When corporations go to court to challenge a shareowner’s right to submit a proposal for inclusion in the firm’s proxy materials, it is up to the court to interpret applicable SEC rules. You would think the SEC would help the court by clarifying its position on the issues. Instead, the SEC says and does nothing. The Commission applies its own self-imposed gag.
Today, the USPX sent a letter to Meredith Cross, Director of the SEC’s Division of Corporation Finance, asking that this policy be reversed.
The policy is expressed in the Commission’s Staff Legal Bulletin 14, which explains the process whereby shareowners can, under Rule 14a-8, submit proposals to the corporations they own. The Commission has a no-action process for adjudicating disputes. If a corporation feels justified in excluding a proposal from its proxy materials, it can approach the Commission for a “no-action” letter. If issued, a no-action letter is a green light for the corporation. It indicates that Commission staff has reviewed the matter and would not recommend any sort of enforcement action, should the corporation exclude the proposal. The Commission receives numerous no-action requests under Rule 14a-8 each year. It grants some and refuses others.
Parties are not bound by a no-action decision. They can always take their dispute to court. Indeed, they can even skip the no-action process and go straight to court. That is what Apache Corp. did last year, when they sued shareowner John Chevedden over a proposal he had submitted. Apache’s arguments were identical to those the Commission had rejected fifteen months earlier in response to a no-action request by Hain Celestial. Apache went straight to court to avoid the embarrassment of an adverse no-action decision, which would have been helpful to – and certainly would have influenced – the court. Instead, with litigation pending, the SEC’s self-imposed gag rule went into effec. The SEC was silent.

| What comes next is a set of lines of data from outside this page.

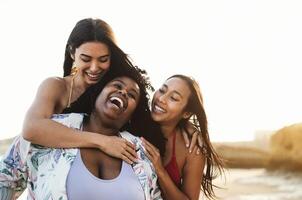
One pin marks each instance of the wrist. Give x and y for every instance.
(95, 140)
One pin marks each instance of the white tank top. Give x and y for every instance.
(82, 184)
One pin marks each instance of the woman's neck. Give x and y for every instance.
(79, 84)
(94, 125)
(168, 130)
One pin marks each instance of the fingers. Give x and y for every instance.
(126, 159)
(130, 148)
(186, 138)
(193, 141)
(151, 150)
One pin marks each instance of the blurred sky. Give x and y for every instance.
(246, 55)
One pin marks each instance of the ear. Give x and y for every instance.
(187, 115)
(72, 56)
(71, 52)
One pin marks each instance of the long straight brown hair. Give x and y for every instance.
(214, 164)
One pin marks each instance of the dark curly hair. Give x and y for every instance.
(94, 30)
(141, 123)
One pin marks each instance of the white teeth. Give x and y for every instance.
(157, 108)
(119, 100)
(93, 75)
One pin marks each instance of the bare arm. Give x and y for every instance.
(38, 128)
(192, 175)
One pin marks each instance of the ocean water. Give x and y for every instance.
(259, 184)
(288, 186)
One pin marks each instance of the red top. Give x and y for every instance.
(172, 167)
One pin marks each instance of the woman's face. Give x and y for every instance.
(92, 59)
(117, 101)
(169, 101)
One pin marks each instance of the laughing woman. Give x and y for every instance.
(178, 107)
(90, 52)
(117, 103)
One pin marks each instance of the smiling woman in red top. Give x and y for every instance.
(178, 107)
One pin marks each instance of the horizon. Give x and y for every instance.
(245, 55)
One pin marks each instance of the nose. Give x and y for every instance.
(94, 67)
(123, 92)
(162, 98)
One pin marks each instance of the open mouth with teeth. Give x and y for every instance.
(118, 102)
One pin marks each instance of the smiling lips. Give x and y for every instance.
(158, 109)
(118, 102)
(94, 76)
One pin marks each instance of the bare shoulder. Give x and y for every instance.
(53, 85)
(191, 128)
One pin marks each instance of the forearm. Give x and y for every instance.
(6, 193)
(49, 133)
(169, 190)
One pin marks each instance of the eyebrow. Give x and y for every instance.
(175, 91)
(82, 54)
(122, 82)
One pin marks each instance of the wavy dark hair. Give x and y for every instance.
(141, 124)
(214, 164)
(94, 30)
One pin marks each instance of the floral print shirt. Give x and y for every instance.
(43, 171)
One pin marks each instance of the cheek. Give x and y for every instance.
(175, 108)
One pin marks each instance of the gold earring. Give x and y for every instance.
(74, 70)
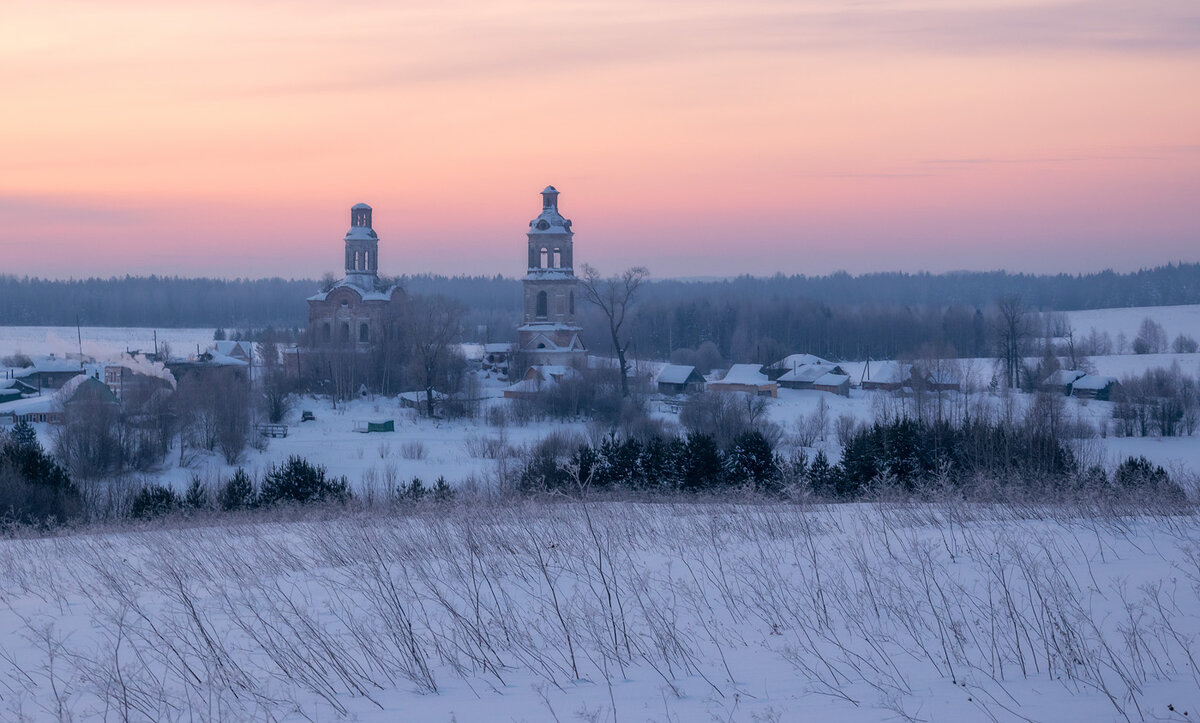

Knowing the SEC would not weigh in, Apache’s lawyers blatantly misrepresented the Commisson’s position to the court. They stated that Commission staff’s no-action decision in Hain Celestial was an “anomaly” and cited 30 staff no-action decisions they claimed contradicted Hain Celestial.[1] In our own amicus curiae brief,[2] the United States Proxy Exchange (USPX) reviewed all 30 of those no-action decisions and demonstrated that not a single one contradicted Hain Celestial, and several actually supported Hain Celestial. Had USPX volunteers not spent numerous hours reviewing all those decisions, the court might have taken the Apache lawyers’ false claim at face value.
On January 21, we reported that KBR was suing John Chevedden over a proposal, just as Apache had done. See KBR Bellies Up To the Bar. Like Apache, KBR bypassed the no-action process and went straight to court. Again, the SEC is silent.
On January 26, another company, Kinetic Concepts (KCI), wrote the Commission suggesting that a no-action request they had pending raises issues similar to those at issue in KBR vs. Chevedden. They asked that the Commission extend the gag rule and remain silent on their case, even though it is not a subject of litigation. They argued that, since the issues were similar, the SEC should wait and be bound by the court’s ruling in KBR vs. Chevedden. They were asking the Commission to be silent for them too.
Let’s get something straight. The SEC has an important role to play protecting investors. They cannot play that role by being silent, especially when their own rules are being challenged. Judges in Federal Court are generalists. They are not experts in securities regulations. They need the SEC’s expertise. They should not be denied it.
The letter the USPX sent today asks the Commission to:
1. Reject KCI’s request that the gag rule be extended to include not only companies in litigation over exclusion of a shareowner proposal, but also companies raising issues similar to those raised by companies in litigation.
2. Adopt a policy of issuing decisions for all Rule 14a-8 no-action requests, and that staff issue such decisions prior to a ruling in any relevant litigation.
These are simple but important steps Commission staff need to take right away. The integrity of the Rule 14a-8 shareowner proposal process depends on the SEC being heard. It is time.